A few miles from Oakland, on the side toward the mountain road and beyond the big woods, lay a district of virgin forest and old-field pines which, even before the war, had acquired a reputation of an unsavory nature, though its inhabitants were a harmless people. No highways ran through this region, and the only roads which entered it were mere wood-ways, filled with bushes and carpeted with pine-tags; and, being travelled only by the inhabitants, appeared to outsiders "to jes' peter out," as the phrase went. This territory was known by the unpromising name of Holetown.

Its denizens were a peculiar but kindly race known to the boys as "poor white folks," and called by the negroes, with great contempt, "po' white trash." Some of them owned small places in the pines; but the majority were simply tenants. They were an inoffensive people, and their worst vices were intemperance and evasion of the tax-laws.

They made their living--or rather, they existed--by fishing and hunting; and, to eke it out, attempted the cultivation of little patches of corn and tobacco near their cabins, or in the bottoms where small branches ran into the stream already mentioned.

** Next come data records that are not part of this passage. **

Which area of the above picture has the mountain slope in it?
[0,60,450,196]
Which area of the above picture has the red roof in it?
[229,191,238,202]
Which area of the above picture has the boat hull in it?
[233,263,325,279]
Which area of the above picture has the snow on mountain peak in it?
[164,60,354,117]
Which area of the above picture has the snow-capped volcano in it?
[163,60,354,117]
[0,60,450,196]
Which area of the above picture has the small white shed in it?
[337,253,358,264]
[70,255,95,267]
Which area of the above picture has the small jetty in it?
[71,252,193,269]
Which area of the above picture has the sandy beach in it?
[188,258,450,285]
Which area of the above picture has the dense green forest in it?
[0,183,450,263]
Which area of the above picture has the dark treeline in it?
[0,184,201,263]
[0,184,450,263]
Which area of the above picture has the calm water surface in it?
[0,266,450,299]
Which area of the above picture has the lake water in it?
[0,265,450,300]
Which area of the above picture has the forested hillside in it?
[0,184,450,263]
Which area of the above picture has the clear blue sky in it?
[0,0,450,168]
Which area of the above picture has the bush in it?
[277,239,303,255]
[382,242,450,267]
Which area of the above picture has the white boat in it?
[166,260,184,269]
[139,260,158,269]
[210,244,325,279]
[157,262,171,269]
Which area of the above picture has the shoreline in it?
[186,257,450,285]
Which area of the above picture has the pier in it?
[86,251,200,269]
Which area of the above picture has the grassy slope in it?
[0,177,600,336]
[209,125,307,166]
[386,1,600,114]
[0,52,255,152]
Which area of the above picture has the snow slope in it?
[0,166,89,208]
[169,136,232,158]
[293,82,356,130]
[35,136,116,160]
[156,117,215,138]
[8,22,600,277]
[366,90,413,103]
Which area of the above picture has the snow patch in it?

In appearance they were usually so thin and sallow that one had to look at them twice to see them clearly. At best, they looked vague and illusive.

They were brave enough. At the outbreak of the war nearly all of the men in this community enlisted, thinking, as many others did, that war was more like play than work, and consisted more of resting than of laboring. Although most of them, when in battle, showed the greatest fearlessness, yet the duties of camp soon became irksome to them, and they grew sick of the restraint and drilling of camp-life; so some of them, when refused a furlough, took it, and came home. Others stayed at home after leave had ended, feeling secure in their stretches of pine and swamp, not only from the feeble efforts of the conscript-guard, but from any parties who might be sent in search of them.

In this way it happened, as time went by, that Holetown became known to harbor a number of deserters.

According to the negroes, it was full of them; and many stories were told about glimpses of men dodging behind trees in the big woods, or rushing away through the underbrush like wild cattle. And, though the grown people doubted whether the negroes had not been startled by some of the hogs, which were quite wild, feeding in the woods, the boys were satisfied that the negroes really had seen deserters.

This became a certainty when there came report after report of these wood-skulkers, and when the conscript-guard, with the brightest of uniforms, rode by with as much show and noise as if on a fox-hunt.

Then it became known that deserters were, indeed, infesting the piny district of Holetown, and in considerable numbers.

Some of them, it was said, were pursuing agriculture and all their ordinary vocations as openly as in time of peace, and more industriously. They had a regular code of signals, and nearly every person in the Holetown settlement was in league with them.

When the conscript-guard came along, there would be a rush of tow-headed children through the woods, or some of the women about the cabins would blow a horn l.u.s.tily; after which not a man could be found in all the district. The horn told just how many men were in the guard, and which path they were following; every member of the troop being honored with a short, quick "toot."

"What are you blowing-that horn for?" sternly asked the guard one morning of an old woman,--old Mrs. Hall who stood out in front of her little house blowing like Boreas in the pictures.

"Jes' blowin' fur Millindy to come to dinner," she said, sullenly.

"Can't y' all let a po' 'ooman call her gals to git some'n' to eat?

You got all her boys in d'army, killin' 'em; whyn't yo' go and git kilt some yo'self, 'stidder ridin' 'bout heah tromplin' all over po'

folk's chickens?"

When the troop returned in the evening, she was still blowing; "blowin' fur Millindy to come home," she said, with more sharpness than before. But there must have been many Millindys, for horns were sounding all through the settlement.